War. War never changes. Following the failure of the Treaty of Versailles, Germany once again grew strong. Powerful. Impetuous. In their mad lust for power, their tyrannical government invaded Eastern Europe, France, and, eventually, the Soviet Union. Das Rodina proved too strong, however, and, combined with the productive might of the United States and the determination of the British Empire, the Third Reich fell.
One of the pivotal points for the fall of the Third Reich, immortalized like most moments in warfare by Sabaton, was the Battle of Stalingrad. This battle proved the start of the downfall of the Eastern Front. Now, imagine this pivotal moment, this turning point in one of the most brutal periods in world warfare, and add a romance.
To say Enemy at the Gates is to Stalingrad what James Cameron’s Pearl Harbor is to, well, Pearl Harbor, is a misnomer, in that Enemy at the Gates is still a good watch. The movie itself is of European origin, and stars a Soviet sniper during the Battle of Stalingrad. The film is based on a subplot from a nonfiction book about the battle, though the movie is only loosely based on the facts and takes a fair few liberties. Fans of Call of Duty: World at War –back when CoD was good- may remember the Stalingrad mission. It’s a reference to the movie.
For one, the film plays up the incompetence of the Red Army, downplays the horrors of Stalingrad, and is in general not popular in Russia. Also yes, there is a love triangle, just like Pearl Harbor, and yes, it’s just as unnecessary and pointless as in Pearl Harbor. The movie is not an accurate portrayal of Stalingrad, and in fact history buffs can make a drinking game out of the inaccuracies, which might explain my psoriasis.
Despite its historical and romantic flaws, the movie remains a gripping tale of soldiers thrust into one of the most devastating battles of World War II. Stalingrad halted the Third Reich in their tracks, allowing the Soviets to counter attack and ultimately push into the Reichstag itself, as fans of World at War or actual history might remember.

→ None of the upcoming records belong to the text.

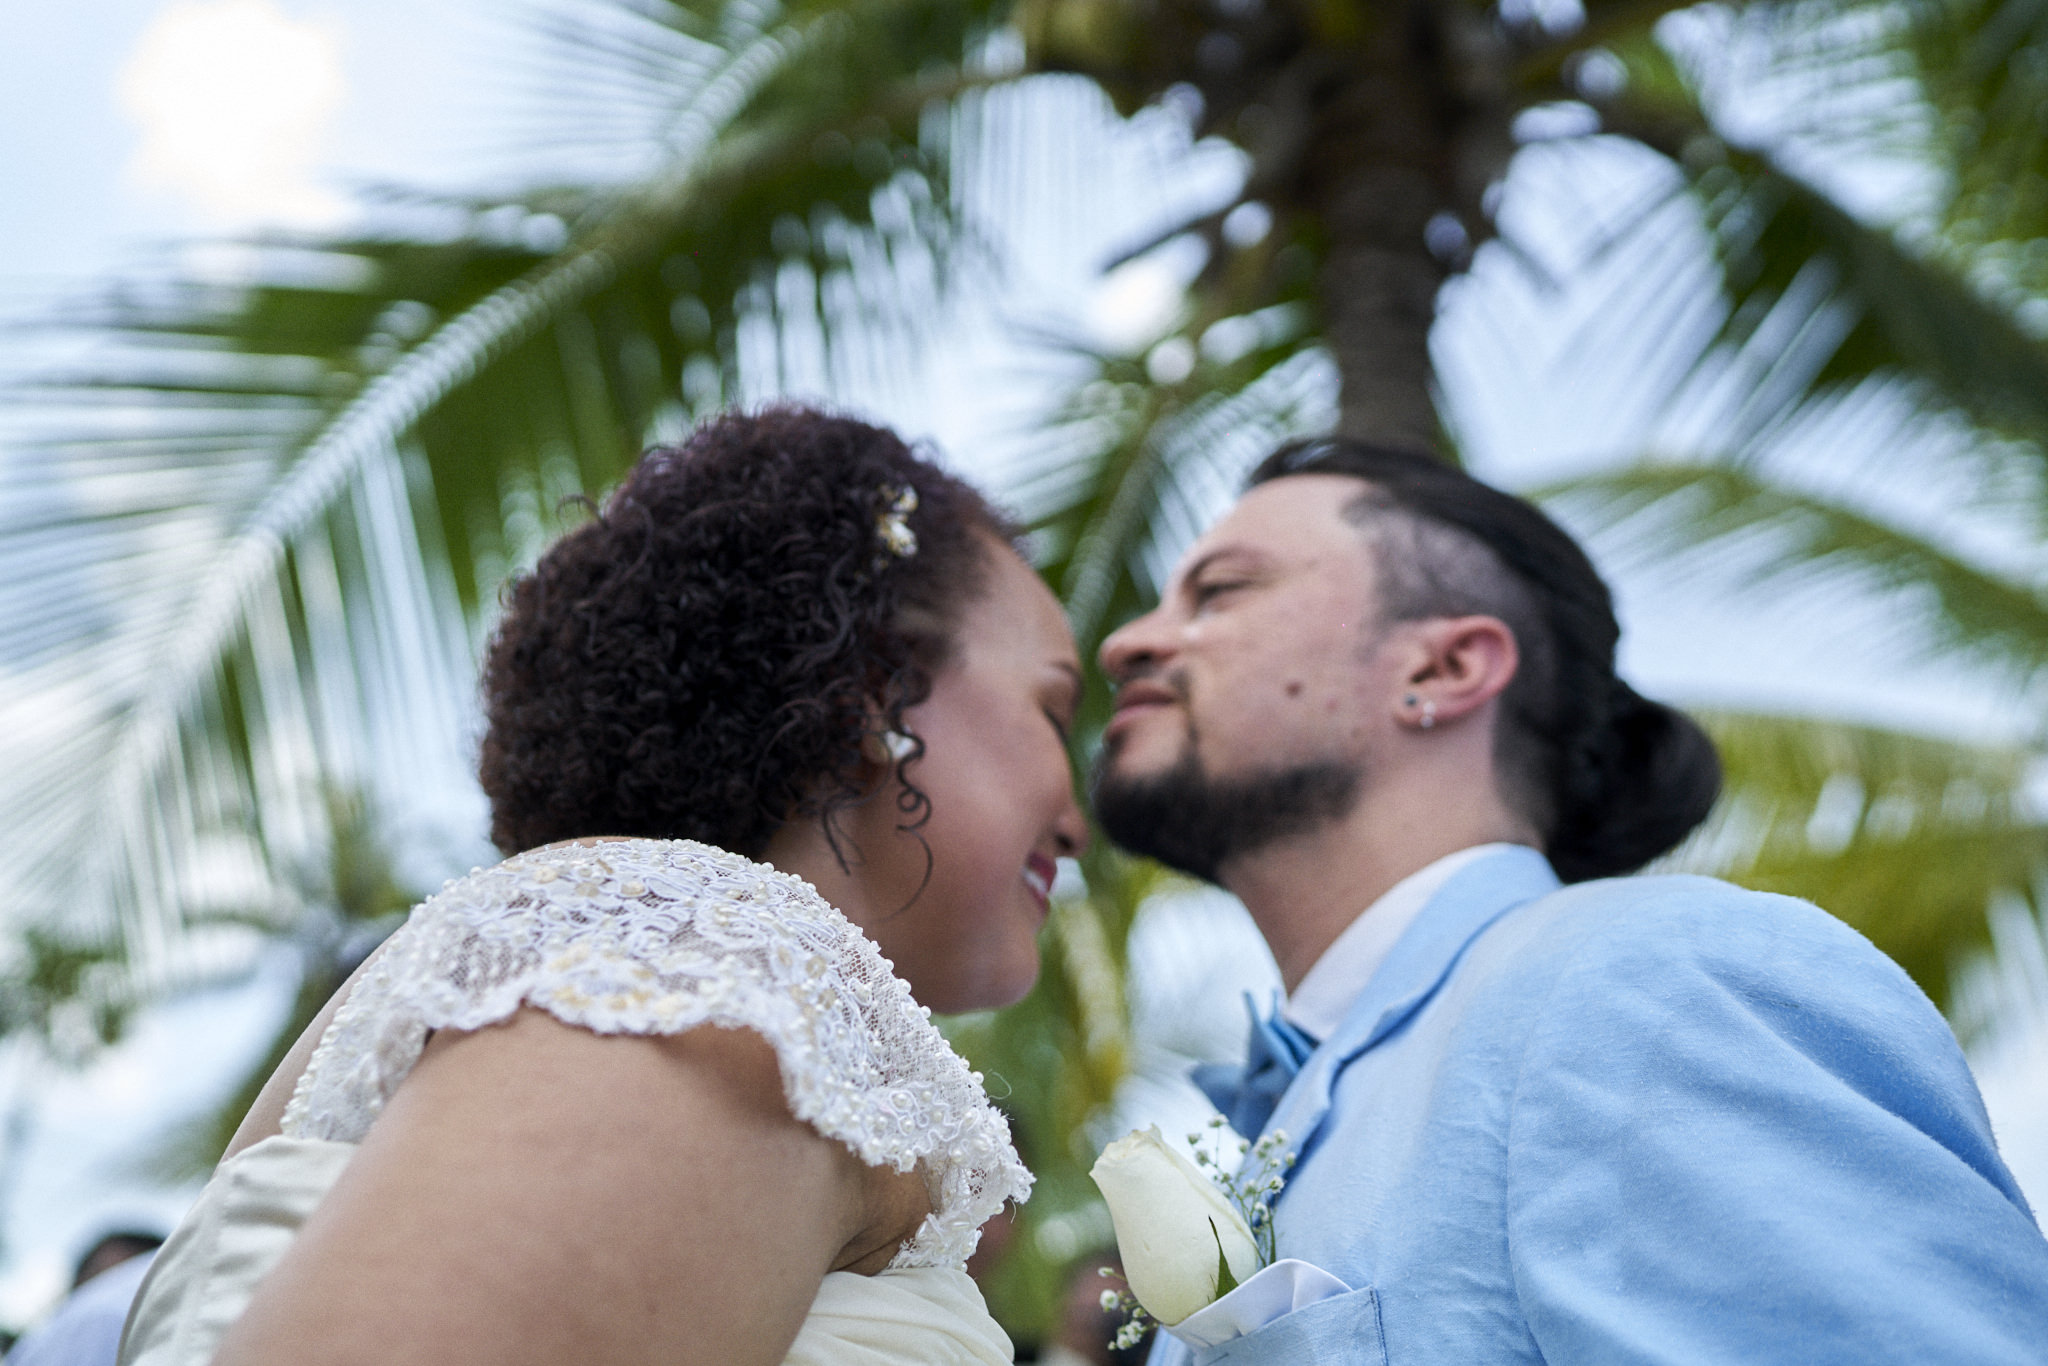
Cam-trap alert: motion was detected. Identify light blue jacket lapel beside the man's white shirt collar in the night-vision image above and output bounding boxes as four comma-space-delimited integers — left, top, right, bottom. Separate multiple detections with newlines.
1266, 846, 1561, 1153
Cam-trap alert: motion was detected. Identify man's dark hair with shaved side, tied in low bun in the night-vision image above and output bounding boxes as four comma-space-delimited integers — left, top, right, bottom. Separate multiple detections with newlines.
1249, 438, 1720, 883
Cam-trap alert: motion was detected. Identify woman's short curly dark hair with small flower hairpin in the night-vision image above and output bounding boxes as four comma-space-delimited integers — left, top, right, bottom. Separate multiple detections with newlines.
479, 408, 1016, 856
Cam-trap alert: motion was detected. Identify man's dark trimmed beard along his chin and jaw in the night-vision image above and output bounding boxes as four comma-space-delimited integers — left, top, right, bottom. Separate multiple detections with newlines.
1094, 735, 1358, 883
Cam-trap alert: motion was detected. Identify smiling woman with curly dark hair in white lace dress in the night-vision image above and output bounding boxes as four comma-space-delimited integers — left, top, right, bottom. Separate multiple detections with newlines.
121, 408, 1083, 1366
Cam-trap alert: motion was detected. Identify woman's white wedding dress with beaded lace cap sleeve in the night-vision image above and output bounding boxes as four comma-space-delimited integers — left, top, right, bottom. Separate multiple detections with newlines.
121, 840, 1030, 1366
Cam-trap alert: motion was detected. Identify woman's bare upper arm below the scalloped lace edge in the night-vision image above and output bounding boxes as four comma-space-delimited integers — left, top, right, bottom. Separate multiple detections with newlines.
217, 1008, 901, 1366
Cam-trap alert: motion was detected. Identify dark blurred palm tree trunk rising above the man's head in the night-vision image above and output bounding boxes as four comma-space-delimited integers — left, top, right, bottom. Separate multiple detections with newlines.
1182, 0, 1511, 453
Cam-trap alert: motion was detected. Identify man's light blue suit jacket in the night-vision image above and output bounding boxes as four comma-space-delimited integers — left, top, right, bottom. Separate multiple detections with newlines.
1151, 850, 2048, 1366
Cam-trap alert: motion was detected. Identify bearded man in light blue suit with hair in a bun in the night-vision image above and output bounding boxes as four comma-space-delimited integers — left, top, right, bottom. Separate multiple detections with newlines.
1096, 440, 2048, 1366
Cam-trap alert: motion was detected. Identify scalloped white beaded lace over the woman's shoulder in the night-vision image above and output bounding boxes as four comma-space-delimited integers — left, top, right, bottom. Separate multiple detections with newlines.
283, 840, 1030, 1268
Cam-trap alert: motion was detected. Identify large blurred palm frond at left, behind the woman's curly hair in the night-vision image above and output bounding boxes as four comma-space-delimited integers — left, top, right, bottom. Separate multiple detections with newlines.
0, 0, 999, 995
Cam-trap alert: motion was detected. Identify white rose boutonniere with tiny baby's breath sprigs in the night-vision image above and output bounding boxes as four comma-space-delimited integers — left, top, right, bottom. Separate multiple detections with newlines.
1090, 1118, 1292, 1343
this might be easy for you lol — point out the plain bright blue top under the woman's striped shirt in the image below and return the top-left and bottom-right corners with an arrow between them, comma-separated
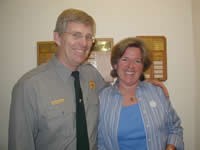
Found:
118,104 -> 147,150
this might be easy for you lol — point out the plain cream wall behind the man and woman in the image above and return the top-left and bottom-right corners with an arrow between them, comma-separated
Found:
0,0 -> 197,150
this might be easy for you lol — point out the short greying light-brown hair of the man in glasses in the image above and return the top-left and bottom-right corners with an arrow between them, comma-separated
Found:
54,8 -> 96,34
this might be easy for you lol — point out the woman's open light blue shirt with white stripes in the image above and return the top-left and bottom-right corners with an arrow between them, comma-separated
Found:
98,82 -> 184,150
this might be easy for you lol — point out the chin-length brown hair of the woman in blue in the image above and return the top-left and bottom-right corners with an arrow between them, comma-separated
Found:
111,37 -> 152,80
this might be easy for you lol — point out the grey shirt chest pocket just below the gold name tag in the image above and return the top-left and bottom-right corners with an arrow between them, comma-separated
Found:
47,103 -> 75,137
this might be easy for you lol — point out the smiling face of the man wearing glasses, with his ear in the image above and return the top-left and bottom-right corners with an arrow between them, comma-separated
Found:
54,22 -> 93,70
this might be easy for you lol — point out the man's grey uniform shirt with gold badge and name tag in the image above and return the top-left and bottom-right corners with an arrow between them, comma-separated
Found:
8,56 -> 105,150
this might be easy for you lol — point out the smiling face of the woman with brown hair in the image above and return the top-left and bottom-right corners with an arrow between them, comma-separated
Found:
114,47 -> 143,86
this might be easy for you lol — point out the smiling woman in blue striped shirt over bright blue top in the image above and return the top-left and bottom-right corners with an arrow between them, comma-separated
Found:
98,38 -> 184,150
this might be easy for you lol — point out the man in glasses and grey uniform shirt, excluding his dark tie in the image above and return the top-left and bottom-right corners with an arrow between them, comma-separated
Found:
8,9 -> 105,150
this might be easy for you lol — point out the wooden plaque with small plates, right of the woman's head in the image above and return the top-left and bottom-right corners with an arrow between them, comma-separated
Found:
137,36 -> 167,81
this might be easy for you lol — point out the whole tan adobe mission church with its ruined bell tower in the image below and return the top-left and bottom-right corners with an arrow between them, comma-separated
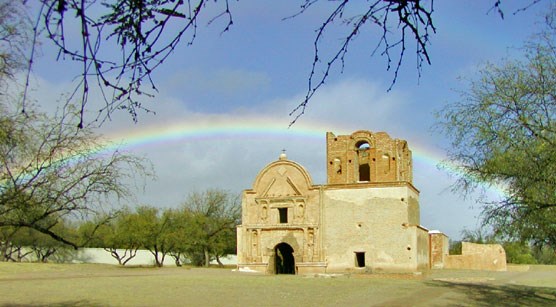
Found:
237,131 -> 440,274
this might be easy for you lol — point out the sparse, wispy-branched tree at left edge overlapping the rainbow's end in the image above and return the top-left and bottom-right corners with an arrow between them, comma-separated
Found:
0,101 -> 150,247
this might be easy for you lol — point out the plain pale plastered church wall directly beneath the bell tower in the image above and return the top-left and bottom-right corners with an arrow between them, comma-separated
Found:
322,187 -> 422,272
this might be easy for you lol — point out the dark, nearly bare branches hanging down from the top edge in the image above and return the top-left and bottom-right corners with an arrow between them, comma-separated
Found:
13,0 -> 540,127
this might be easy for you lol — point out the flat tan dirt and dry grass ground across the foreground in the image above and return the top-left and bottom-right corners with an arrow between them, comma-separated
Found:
0,263 -> 556,306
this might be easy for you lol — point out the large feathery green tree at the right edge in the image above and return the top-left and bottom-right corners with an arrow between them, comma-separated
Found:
439,9 -> 556,250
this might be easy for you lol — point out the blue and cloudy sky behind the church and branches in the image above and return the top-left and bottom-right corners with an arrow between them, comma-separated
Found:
23,0 -> 550,239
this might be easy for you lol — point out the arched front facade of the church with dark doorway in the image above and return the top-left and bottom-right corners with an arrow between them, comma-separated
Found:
237,155 -> 324,273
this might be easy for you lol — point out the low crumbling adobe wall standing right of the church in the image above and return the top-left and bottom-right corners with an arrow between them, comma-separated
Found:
444,242 -> 507,271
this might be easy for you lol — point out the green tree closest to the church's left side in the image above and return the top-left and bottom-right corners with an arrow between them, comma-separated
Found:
183,189 -> 241,267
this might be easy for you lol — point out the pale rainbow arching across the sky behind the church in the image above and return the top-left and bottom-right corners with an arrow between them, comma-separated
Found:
101,116 -> 506,200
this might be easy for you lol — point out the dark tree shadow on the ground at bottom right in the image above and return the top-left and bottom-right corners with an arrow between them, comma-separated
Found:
427,281 -> 556,306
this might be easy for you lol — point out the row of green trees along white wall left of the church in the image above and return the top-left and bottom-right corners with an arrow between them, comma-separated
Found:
0,190 -> 241,267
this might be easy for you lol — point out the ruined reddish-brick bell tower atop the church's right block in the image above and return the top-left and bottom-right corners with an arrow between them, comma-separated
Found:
326,130 -> 413,184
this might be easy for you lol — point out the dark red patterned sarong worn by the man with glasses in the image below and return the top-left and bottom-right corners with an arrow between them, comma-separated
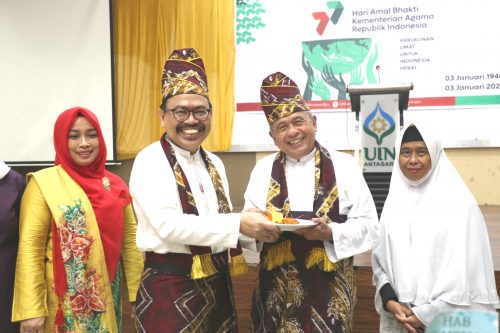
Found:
136,252 -> 238,333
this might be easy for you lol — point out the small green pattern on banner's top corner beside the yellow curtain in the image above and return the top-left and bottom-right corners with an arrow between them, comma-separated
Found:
236,0 -> 266,44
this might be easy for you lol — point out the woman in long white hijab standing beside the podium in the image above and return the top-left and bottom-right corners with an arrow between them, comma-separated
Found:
372,124 -> 499,333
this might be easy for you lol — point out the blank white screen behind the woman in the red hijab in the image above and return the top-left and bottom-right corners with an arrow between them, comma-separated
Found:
0,0 -> 114,164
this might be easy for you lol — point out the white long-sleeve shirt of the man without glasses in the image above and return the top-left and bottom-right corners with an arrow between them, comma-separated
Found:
245,150 -> 378,262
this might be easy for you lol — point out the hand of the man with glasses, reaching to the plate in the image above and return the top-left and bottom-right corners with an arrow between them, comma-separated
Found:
240,211 -> 281,243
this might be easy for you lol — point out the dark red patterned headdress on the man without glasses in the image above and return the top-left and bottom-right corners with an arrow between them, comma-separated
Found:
260,72 -> 309,125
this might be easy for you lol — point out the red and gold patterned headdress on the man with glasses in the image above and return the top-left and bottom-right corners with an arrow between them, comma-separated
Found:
162,48 -> 208,105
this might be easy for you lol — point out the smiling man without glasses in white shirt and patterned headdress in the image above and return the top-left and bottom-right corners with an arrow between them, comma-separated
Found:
245,72 -> 378,332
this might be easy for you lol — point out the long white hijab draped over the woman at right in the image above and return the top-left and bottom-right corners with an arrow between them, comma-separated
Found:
372,124 -> 498,313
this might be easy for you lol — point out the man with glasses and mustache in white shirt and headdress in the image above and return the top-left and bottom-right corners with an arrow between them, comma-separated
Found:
130,49 -> 280,333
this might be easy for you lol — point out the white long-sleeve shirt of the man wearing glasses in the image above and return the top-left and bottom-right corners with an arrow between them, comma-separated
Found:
130,141 -> 240,253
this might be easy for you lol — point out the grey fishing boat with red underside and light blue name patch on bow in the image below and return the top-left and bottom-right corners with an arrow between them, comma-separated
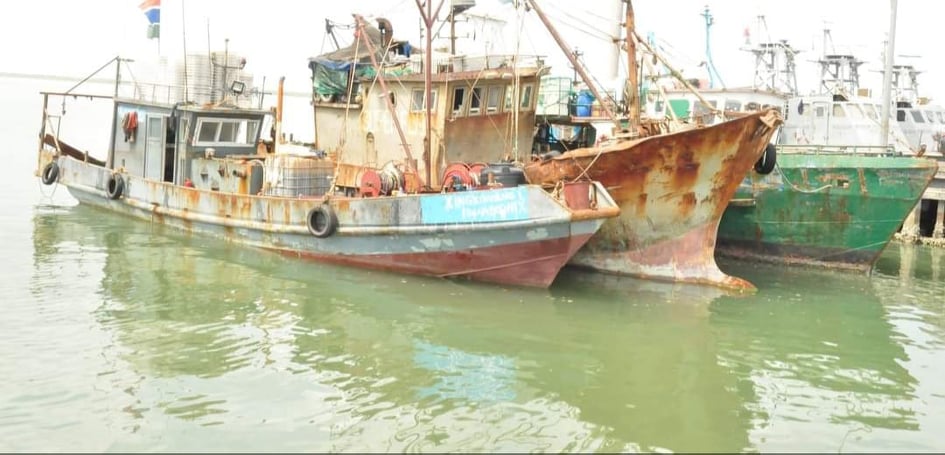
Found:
36,46 -> 619,287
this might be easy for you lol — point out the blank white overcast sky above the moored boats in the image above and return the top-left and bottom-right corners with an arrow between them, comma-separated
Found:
0,0 -> 945,101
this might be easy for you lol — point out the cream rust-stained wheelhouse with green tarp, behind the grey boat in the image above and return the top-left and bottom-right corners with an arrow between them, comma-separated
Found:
309,19 -> 548,190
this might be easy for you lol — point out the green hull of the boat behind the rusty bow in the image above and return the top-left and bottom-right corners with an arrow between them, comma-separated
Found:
716,147 -> 938,271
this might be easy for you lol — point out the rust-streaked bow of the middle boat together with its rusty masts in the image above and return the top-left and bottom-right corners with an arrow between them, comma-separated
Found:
525,0 -> 781,289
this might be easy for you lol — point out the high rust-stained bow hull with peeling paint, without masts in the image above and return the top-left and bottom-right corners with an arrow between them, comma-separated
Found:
526,110 -> 781,289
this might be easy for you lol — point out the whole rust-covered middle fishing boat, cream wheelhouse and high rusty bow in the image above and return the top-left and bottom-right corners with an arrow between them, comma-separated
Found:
308,2 -> 779,288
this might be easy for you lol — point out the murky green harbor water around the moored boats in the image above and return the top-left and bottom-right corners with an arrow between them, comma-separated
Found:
0,77 -> 945,452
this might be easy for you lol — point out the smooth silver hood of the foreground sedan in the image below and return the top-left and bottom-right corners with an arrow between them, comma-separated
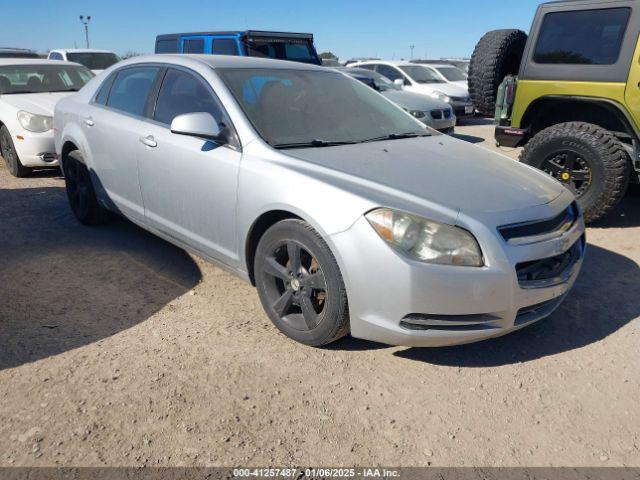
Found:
283,135 -> 564,213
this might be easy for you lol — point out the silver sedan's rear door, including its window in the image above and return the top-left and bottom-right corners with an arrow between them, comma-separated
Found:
81,65 -> 161,219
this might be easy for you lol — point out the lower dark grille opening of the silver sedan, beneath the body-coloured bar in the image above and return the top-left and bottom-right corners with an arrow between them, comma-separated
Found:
516,239 -> 584,288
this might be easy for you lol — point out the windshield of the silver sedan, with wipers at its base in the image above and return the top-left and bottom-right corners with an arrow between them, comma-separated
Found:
216,68 -> 427,148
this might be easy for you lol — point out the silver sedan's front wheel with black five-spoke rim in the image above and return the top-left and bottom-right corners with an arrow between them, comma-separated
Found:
254,219 -> 349,347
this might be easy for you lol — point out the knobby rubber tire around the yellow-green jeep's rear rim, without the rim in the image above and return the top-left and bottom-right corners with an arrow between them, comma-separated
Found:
520,122 -> 631,223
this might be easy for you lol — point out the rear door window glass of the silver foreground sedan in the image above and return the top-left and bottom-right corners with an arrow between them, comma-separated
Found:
107,67 -> 160,116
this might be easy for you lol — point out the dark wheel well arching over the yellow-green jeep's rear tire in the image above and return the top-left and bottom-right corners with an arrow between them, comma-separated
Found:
521,97 -> 637,143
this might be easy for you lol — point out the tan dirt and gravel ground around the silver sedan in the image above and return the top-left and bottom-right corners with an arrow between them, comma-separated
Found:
0,121 -> 640,466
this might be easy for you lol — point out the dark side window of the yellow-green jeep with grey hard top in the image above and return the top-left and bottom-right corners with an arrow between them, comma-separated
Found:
533,8 -> 631,65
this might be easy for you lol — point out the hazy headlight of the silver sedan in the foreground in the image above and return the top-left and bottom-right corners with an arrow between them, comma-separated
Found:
366,208 -> 484,267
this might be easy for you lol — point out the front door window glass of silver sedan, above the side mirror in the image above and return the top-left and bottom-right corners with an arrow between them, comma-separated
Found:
153,68 -> 222,125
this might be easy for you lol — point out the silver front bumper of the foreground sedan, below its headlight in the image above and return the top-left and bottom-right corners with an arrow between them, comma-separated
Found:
331,198 -> 585,347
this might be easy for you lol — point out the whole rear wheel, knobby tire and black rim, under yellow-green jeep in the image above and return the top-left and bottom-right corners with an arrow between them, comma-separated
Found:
520,122 -> 631,223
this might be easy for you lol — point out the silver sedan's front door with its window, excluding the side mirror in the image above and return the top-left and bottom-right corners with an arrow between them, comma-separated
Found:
136,67 -> 241,265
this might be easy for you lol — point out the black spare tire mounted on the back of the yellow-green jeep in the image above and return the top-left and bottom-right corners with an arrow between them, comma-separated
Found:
469,30 -> 527,117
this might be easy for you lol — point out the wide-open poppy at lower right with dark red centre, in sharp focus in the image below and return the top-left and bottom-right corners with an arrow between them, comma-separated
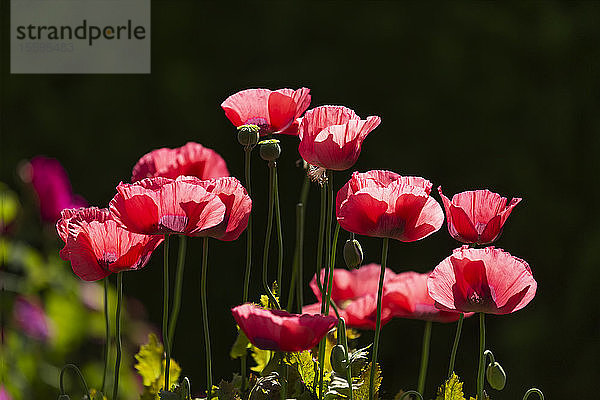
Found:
427,246 -> 537,314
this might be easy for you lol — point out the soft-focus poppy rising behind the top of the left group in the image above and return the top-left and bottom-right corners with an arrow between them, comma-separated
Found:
131,142 -> 229,182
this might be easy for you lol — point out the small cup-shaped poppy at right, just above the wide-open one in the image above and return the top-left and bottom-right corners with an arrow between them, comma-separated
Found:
438,186 -> 521,244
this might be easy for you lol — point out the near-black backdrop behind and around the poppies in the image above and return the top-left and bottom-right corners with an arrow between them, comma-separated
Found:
0,1 -> 600,399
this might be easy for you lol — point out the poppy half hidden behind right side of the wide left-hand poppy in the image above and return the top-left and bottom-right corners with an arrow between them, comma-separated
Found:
197,177 -> 252,241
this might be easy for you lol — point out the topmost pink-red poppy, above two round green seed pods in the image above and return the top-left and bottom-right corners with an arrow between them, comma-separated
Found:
221,88 -> 310,135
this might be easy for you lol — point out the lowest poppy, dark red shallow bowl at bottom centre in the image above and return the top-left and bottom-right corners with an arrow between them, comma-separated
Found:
231,303 -> 337,352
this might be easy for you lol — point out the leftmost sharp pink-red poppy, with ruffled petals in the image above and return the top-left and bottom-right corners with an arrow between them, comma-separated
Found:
56,208 -> 163,281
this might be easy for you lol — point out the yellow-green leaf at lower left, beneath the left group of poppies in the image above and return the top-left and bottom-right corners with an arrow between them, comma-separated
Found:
135,333 -> 181,400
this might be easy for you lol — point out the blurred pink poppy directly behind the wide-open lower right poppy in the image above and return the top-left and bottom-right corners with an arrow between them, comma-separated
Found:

As a war film and tale of two empires struggling for survival –and it bears remembering that on the Eastern Front, the war between Fascism and Stalinism was a war of survival- the movie does an admirable job. Fans of war films who don’t mind artistic liberties for the sake of drama are sure to enjoy the film. Enemy at the Gates is a perfectly fine tale of war and struggle for survival, wrapped in a romantic plot and a lot of historical inaccuracy. Despite its flaws the film remains perfectly enjoyable for those willing to entertain themselves with a story of war and love.
Enemy at the Gates may be just one of many war films, but its focus on the Eastern Front itself is a refreshing novelty. American audiences, obsessed with their efforts in the Western Front and the Pacific, often overlook just how pivotal the Eastern Front proved to the war effort. That alone is enough reason to watch the film, because war. War never changes.